The use of kinesiology tape to treat injuries is often a hotly disputed and vastly misunderstood topic of conversation in the sports medicine world. You’ve probably heard conflicting arguments and might be wondering what the truth is about kinesiology tape. Let’s set the record straight and tackle 4 common myths about kinesiology tape:
Myth #1 – There is no evidence to support the use of kinesiology tape
Kinesiology tape has been the subject of numerous recent medical studies and plenty of studies have found it to be beneficial. In this study, researchers found that kinesiology tape combined with exercise is as effective as a steroid injection combined with exercise in treating patients with sub-acromial impingement of the shoulder. This finding confirms kinesiology tape as a less-invasive, drug-free treatment option.

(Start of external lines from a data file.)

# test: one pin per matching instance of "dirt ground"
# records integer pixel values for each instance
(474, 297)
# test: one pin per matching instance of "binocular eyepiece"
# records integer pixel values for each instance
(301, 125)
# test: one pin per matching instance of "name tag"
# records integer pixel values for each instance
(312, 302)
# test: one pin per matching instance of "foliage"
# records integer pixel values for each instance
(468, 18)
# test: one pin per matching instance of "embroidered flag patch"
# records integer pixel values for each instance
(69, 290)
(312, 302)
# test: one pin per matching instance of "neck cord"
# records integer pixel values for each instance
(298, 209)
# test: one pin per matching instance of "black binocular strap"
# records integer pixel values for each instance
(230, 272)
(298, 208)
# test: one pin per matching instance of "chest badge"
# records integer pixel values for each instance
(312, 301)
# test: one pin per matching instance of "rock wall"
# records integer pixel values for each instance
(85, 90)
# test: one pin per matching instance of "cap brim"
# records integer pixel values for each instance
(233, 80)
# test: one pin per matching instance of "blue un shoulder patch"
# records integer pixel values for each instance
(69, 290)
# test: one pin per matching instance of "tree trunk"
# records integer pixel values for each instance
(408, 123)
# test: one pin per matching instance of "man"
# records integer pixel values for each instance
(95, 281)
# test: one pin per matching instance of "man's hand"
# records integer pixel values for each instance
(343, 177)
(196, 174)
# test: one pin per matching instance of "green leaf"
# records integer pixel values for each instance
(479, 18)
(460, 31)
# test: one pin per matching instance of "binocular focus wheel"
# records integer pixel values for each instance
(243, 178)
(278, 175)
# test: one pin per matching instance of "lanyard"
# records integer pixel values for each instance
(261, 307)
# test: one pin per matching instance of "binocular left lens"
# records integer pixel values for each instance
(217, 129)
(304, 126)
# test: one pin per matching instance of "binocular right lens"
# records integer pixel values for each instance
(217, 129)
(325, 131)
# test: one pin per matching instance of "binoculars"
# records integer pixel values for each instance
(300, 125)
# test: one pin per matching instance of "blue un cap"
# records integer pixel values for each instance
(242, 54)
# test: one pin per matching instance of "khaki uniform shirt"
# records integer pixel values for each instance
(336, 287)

In this systematic review, researchers found kinesiology tape combined with exercise to be effective in reducing symptoms of pain that lasts for more than four weeks. They also determined that taping is superior to minimal intervention for pain relief.
There have certainly been studies that claim taping has little to no effect, but often these studies are done on subjects who are not injured and thus have little to gain from taping. There is definitely more research to be done concerning the use of kinesiology tape, but to say there is no evidence to support its use is simply inaccurate.
Myth #2 – Kinesiology tape provides solely a placebo effect
Not only is there evidence that kinesiology tape is effective, there are several studies that have shown that its effectiveness is not just as a placebo.
In this study, patients with knee osteoarthritis were randomly allocated to either the experimental group (therapeutic kinesiology taping with tension) or the control group (sham kinesiology taping without tension) and had no way of knowing which group they were a part of. Torque, stair climbing, and pain during stair climbing were all measured pre and post-tape application and researches noted significant improvement in all measures in only the group that received actual, therapeutic tape application.
Other studies have made similar conclusions, so it seems clear that just having tape on your body doesn’t automatically make you feel better and perform better. The effect of properly applied tape goes far beyond a placebo.
Myth #3 – The color of the tape matters
You might have heard that pink tape will warm up stiff muscles and blue tape will cool down inflamed muscles because pink is a warm color and blue is a cool color, but the truth is that the color of the tape really doesn’t matter. Lighter colors do reflect more light, and thus heat, and darker colors do absorb more, but you are not going to notice any appreciable temperature differences based on the color of tape you use. Choose a color that matches your gear, makes you feel tough, or just generally makes you happy.
Myth #4 – Kinesiology tape is difficult to apply
Applying kinesiology tape correctly certainly takes some practice, but it isn’t inherently difficult and doesn’t require you to be an expert in human anatomy or complete a highly-technical training course. Spend some time getting familiar with how the tape moves and you’ll soon develop a knack for applying it smoothly and securely.
Knowing where to apply the tape can be easily learned from a variety of guides available online. Our free ebook is one great resource for the DIY-taper, clearly demonstrating application techniques for 9 common injuries.
Here are a few general tips for applying kinesiology tape:
Keep it simple. Less is usually more when it comes to kinesiology taping. A few (or maybe even just one!) properly placed pieces of tape will do the trick.
Make sure the skin is clean, dry, and free from lotions and oils before you begin taping.
Rounding the corners of the tape can help you achieve better adhesion.
Pay close attention to the stretch (or tension) of the tape when applying. In our free ebook, you will see instructions describing no stretch, light stretch, medium stretch, and full stretch.
When applying kinesiology tape, rub to create friction. The heat created makes the adhesive stronger and more effective.
For more complex, serious injuries, consulting an experienced therapist might be your best bet. A therapist can also show you how to apply tape yourself if you need some extra help.